Matlab

Before generating code for a parametric problem, the problem should be first specified in the setup phase. See Setup for more details.

Codegen

The code is generated by running

m.codegen(dir_name, varargin)

The argument dir_name is the name of a directory where the generated code is stored. The second argument varargin specifies additional codegen options shown in the following table

Option Description Allowed values
project_type Build environment
'' (default)
'Makefile'
'MinGW Makefiles'
'Unix Makefiles'
'CodeBlocks'
'Xcode'
parameters Problem parameters
'vectors' (default)
'matrices'
mexname Name of the compiled mex interface
'emosqp' (default)
Nonempty string
force_rewrite Rewrite existing directory
false (default)
true

You can pass the options as field-value pairs, e.g.,

m.codegen('code', 'parameters', 'matrices', 'mexname', 'emosqp');

If the project_type argument is not passed or is set to '', then no build files are generated.

Mex interface

Once the code is generated the following functions are provided through its mex interface. Each function is called as

emosqp('function_name');

where emosqp is the name of the mex interface specified in the previous section

emosqp('solve')

Solve the problem.

Returns:multiple variables [x, y, status_val, iter, run_time]
  • x (ndarray) - Primal solution
  • y (ndarray) - Dual solution
  • status_val (int) - Status value as in Status values
  • iter (int) - Number of iterations
  • run_time (double) - Run time
emosqp('update_lin_cost', q_new)

Update linear cost.

Parameters:q_new (ndarray) – New linear cost vector
emosqp('update_lower_bound', l_new)

Update lower bound in the constraints.

Parameters:l_new (ndarray) – New lower bound vector
emosqp('update_upper_bound', u_new)

Update upper bound in the constraints.

Parameters:u_new (ndarray) – New upper bound vector
emosqp('update_bounds', l_new, u_new)

Update lower and upper bounds in the constraints.

Parameters:
  • l_new (ndarray) – New lower bound vector
  • u_new (ndarray) – New upper bound vector

If the code is generated with the option parameters set to 'matrices', then the following functions are also provided

emosqp('update_P', Px, Px_idx, Px_n)

Update nonzero entries of the quadratic cost matrix.

Parameters:
  • Px (ndarray) – Values of entries to be updated
  • Px_idx (ndarray) – Indices of entries to be updated. Pass [] if all the indices are to be updated
  • Px_n (int) – Number of entries to be updated. Used only if Px_idx is not [].
emosqp('update_A', Ax, Ax_idx, Ax_n)

Update nonzero entries of the constraint matrix.

Parameters:
  • Ax (ndarray) – Values of entries to be updated
  • Ax_idx (ndarray) – Indices of entries to be updated. Pass [] if all the indices are to be updated
  • Ax_n (int) – Number of entries to be updated. Used only if Ax_idx is not [].
emosqp('update_P_A', Px, Px_idx, Px_n, Ax, Ax_idx, Ax_n)
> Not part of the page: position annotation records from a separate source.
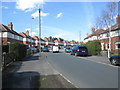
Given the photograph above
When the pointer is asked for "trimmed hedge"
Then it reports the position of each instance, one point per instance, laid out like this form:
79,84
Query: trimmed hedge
5,48
18,49
94,47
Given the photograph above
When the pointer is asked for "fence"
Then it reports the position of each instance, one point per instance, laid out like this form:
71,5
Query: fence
7,59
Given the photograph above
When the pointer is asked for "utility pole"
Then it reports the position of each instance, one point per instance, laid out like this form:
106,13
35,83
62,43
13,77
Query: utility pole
40,30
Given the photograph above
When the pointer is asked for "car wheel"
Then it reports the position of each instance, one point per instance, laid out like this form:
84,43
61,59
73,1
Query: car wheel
114,62
76,54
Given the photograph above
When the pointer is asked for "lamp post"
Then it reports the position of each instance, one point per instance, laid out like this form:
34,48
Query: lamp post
40,30
31,36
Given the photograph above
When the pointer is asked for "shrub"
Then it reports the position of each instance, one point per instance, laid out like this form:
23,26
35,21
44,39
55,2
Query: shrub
94,47
5,48
18,49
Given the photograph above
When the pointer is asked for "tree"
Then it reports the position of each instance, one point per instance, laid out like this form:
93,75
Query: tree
106,20
61,39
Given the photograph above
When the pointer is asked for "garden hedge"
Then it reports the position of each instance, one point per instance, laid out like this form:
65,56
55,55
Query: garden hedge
18,49
94,47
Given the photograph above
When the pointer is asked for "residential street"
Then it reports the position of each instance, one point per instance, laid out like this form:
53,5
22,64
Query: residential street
33,72
83,72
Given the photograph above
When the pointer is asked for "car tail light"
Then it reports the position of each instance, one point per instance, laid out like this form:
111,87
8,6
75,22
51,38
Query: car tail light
78,50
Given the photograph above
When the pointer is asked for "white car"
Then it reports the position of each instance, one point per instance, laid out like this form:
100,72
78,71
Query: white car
55,49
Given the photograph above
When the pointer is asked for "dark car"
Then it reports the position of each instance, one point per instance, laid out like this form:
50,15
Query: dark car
67,49
79,50
115,60
45,49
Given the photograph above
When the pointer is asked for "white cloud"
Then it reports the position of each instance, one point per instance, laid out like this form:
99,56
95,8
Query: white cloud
28,5
36,14
59,14
33,34
59,35
4,7
30,32
28,29
58,32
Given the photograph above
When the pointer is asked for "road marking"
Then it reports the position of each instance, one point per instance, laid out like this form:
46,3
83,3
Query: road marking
69,81
100,62
96,61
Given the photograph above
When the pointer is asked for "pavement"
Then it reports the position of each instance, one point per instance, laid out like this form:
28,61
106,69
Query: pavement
85,72
20,73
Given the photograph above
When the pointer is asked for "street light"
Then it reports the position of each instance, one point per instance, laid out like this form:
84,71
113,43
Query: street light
40,30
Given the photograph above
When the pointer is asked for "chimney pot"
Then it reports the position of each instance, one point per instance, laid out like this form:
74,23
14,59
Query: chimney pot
10,26
27,32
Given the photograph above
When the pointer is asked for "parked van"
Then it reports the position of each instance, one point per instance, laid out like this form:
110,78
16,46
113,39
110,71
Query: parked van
55,49
79,50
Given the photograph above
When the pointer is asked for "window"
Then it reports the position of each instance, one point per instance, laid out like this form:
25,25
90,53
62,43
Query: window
117,45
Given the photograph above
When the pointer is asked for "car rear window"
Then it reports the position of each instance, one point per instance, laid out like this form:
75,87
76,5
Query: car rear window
82,48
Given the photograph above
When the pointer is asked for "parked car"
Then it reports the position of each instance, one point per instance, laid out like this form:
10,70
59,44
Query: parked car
79,50
45,49
55,49
115,60
67,49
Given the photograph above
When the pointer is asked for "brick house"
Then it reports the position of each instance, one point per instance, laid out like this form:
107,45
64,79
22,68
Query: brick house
28,40
9,35
103,36
37,40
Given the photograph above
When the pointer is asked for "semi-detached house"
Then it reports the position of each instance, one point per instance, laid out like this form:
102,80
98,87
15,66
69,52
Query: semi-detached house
27,39
103,36
8,35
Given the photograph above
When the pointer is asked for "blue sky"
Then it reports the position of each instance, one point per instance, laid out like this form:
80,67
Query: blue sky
59,19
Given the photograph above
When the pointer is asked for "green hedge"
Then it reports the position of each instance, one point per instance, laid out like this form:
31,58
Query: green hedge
18,49
94,47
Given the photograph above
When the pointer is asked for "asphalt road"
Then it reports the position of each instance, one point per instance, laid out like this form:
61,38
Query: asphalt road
84,73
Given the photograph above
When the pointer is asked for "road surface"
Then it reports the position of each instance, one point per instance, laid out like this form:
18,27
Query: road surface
84,73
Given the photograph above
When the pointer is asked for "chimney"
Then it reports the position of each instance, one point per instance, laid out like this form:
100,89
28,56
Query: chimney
118,20
10,26
27,33
93,30
87,35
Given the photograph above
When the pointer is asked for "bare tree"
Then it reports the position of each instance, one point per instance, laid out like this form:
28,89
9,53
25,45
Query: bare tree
108,19
109,14
98,23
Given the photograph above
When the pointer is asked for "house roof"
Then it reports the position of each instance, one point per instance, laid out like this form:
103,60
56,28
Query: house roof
25,35
6,29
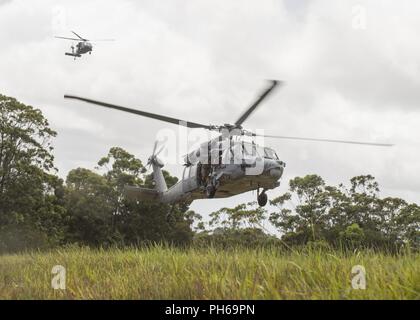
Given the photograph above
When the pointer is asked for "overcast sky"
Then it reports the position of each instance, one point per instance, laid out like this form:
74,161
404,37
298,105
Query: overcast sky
351,67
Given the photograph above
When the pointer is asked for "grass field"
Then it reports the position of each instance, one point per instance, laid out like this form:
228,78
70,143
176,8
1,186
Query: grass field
166,273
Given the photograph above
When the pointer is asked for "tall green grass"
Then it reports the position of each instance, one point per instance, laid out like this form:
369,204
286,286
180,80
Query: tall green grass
167,273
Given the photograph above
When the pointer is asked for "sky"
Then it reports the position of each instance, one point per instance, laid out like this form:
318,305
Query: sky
351,70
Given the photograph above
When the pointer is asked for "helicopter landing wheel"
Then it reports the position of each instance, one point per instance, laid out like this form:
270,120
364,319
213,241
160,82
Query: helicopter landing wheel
210,191
262,199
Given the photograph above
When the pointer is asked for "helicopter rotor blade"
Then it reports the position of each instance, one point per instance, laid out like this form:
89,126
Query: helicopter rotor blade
143,113
68,38
328,140
252,108
79,36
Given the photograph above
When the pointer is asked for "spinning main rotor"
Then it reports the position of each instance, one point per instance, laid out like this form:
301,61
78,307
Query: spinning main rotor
235,128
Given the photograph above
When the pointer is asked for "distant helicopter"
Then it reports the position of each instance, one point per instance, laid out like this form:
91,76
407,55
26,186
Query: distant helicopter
205,178
83,46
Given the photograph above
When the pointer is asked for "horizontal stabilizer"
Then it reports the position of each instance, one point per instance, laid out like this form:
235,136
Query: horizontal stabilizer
140,194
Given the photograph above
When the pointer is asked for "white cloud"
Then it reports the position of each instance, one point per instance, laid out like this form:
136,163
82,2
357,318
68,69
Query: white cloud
205,61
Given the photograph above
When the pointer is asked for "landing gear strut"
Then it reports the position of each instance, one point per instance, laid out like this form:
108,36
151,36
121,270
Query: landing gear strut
262,198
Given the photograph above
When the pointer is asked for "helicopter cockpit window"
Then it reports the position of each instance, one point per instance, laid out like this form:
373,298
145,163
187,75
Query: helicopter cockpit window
271,154
249,149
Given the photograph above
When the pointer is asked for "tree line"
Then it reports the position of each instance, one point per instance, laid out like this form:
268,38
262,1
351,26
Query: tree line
40,210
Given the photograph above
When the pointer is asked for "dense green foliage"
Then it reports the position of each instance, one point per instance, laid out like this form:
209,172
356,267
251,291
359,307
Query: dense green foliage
39,210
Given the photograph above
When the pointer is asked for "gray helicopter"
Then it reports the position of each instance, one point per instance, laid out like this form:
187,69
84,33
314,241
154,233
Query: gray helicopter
225,166
83,46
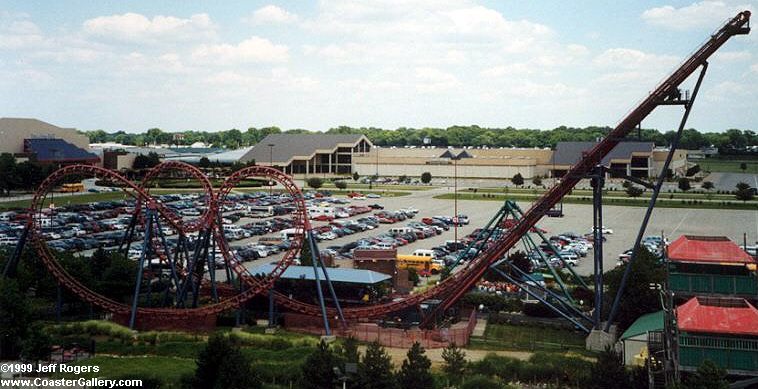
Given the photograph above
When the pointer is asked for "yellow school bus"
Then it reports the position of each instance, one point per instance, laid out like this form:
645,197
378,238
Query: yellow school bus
423,265
70,188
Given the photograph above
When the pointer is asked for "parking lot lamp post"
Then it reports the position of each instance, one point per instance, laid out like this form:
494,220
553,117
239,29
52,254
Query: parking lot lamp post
453,157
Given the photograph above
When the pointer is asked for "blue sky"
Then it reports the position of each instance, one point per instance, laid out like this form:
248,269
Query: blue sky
205,65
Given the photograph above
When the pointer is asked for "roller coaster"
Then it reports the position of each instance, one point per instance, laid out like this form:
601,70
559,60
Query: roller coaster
195,292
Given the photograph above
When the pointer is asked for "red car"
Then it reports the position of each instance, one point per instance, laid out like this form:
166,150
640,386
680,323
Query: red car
323,218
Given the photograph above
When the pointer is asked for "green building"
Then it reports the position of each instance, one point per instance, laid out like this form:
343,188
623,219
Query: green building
721,329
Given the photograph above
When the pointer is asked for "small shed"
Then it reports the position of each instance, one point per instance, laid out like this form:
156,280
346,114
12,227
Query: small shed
711,266
634,339
723,330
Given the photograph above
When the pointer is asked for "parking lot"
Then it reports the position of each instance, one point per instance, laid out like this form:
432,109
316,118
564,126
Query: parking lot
83,228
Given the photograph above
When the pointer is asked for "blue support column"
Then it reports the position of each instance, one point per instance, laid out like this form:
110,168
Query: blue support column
140,268
314,255
654,197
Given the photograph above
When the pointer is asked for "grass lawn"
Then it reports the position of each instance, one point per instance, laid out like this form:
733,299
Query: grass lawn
506,336
662,201
168,370
728,165
611,193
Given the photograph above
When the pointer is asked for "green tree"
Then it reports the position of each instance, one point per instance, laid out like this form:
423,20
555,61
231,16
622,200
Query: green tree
315,182
414,373
609,371
482,382
745,194
633,191
637,298
14,318
518,179
708,376
519,259
221,365
318,368
375,369
684,184
37,344
455,362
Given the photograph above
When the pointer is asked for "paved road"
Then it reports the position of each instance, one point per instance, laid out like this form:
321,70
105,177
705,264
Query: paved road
727,181
625,221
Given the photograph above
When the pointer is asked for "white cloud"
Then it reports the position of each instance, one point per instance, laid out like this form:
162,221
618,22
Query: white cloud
434,80
272,14
732,56
137,28
701,14
253,49
624,58
19,33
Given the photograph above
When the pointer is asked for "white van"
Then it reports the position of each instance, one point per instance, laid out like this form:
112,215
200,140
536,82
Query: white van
318,211
401,230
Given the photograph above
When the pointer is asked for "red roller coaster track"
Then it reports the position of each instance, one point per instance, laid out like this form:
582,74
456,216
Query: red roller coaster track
449,290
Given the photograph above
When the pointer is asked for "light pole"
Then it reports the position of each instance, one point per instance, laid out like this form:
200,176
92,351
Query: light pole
453,157
271,165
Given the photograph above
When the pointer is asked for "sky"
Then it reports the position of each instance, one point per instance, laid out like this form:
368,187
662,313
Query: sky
207,65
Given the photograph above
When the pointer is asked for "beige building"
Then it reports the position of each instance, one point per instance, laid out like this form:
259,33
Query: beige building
485,163
13,131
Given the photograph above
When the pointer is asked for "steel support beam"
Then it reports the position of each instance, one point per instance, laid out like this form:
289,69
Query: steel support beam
654,197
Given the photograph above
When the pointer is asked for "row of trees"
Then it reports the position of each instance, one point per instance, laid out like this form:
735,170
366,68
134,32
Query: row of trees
732,139
221,364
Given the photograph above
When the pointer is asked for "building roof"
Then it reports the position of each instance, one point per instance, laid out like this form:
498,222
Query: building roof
30,126
352,276
707,249
230,156
644,324
713,315
287,146
57,150
570,153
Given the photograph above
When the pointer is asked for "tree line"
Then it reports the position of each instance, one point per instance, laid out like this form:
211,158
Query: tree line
729,141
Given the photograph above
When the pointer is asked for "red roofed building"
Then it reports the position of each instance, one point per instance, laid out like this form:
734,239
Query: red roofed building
711,266
723,330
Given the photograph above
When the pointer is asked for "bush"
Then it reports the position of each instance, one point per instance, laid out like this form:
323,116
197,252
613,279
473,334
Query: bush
481,382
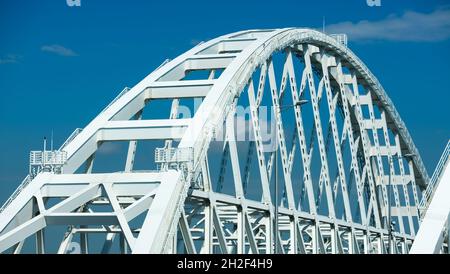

Update nonzero entries of the quadratic cost and constraint matrices.

Parameters:
  • Px (ndarray) – Values of entries to be updated
  • Px_idx (ndarray) – Indices of entries to be updated. Pass [] if all the indices are to be updated
  • Px_n (int) – Number of entries to be updated. Used only if Px_idx is not [].
  • Ax (ndarray) – Values of entries to be updated
  • Ax_idx (ndarray) – Indices of entries to be updated. Pass [] if all the indices are to be updated
  • Ax_n (int) – Number of entries to be updated. Used only if Ax_idx is not [].

You can update all the nonzero entries in matrix \(A\) by running

emosqp('update_A', Ax_new, [], 0);

See C/C++ Sublevel API for more details on the input arguments.